Dapat kita diartikan pertentangan akan terus terjadi apabila bangsa Indonesia tidak lagi menjalankan kearifan “budaya nusantara” sebagai landasan Ideologi dalam menjalani kehidupan bernegaranya. Ibarat tubuh, Bali adalah bagian dari anggota “Tubuh Indonesia”. Misalnya Bali adalah “mata”, jadilah mata dengan fungsinya sesuai anugrah yang diberikan oleh sang Pencipta dalam tubuh kita. “Mata” tentu tidak mungkin dipaksa atau ditukar untuk menjalankan fungsi seperti anggota tubuh yang lain. Dengan demikian kita wajib merawat “mata” kita dengan benar sehingga selalu berfungsi dengan baik. Begitu juga anggota tubuh kita yang lain, misalnya “kaki”. Biarlah “kaki” sesuai dengan bentuk alamiahnya dan “kaki” selalu berguna sesuai fungsinya. Dari tubuh kita bisa belajar teantang keragaman, mata, kaki, dan anggota tubuh kita yang lain adalah sebuah keragaman dimana satu sama lain saling melengkapi sehingga kita menjadi tubuh yang sempurna, semua bagian dari tubuh harus ada karena begitulah kehendak Sang Pencipta.

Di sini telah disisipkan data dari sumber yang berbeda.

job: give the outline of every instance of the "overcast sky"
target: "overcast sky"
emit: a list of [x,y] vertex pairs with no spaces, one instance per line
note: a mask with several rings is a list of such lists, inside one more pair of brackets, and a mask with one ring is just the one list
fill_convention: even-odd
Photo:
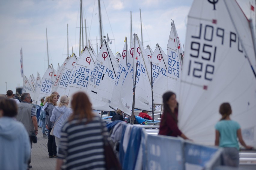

Akhir kata dalam mempererat dan memperkuat wawasan nusantara dalam bingkai NKRI dapat kita dilakukan dengan memahami, menyadari dan meyakini kembali nilai-nilai luhur dan kearifan yang terkandung dalam semboyan negara Bhinneka Tunggal Ika dan dasar negara Pancasila. Hal itu akan lebih mudah kita pahami apabila kita kembali belajar sejarah panjang peradaban Bali dan Indonesia dengan benar. Dari sana kita akan disadarkan bawah merawat Bali sama saja merawat Indonesia atau dengan kata lain merawat keragaman Indonesia bisa kita lakukan dari Bali.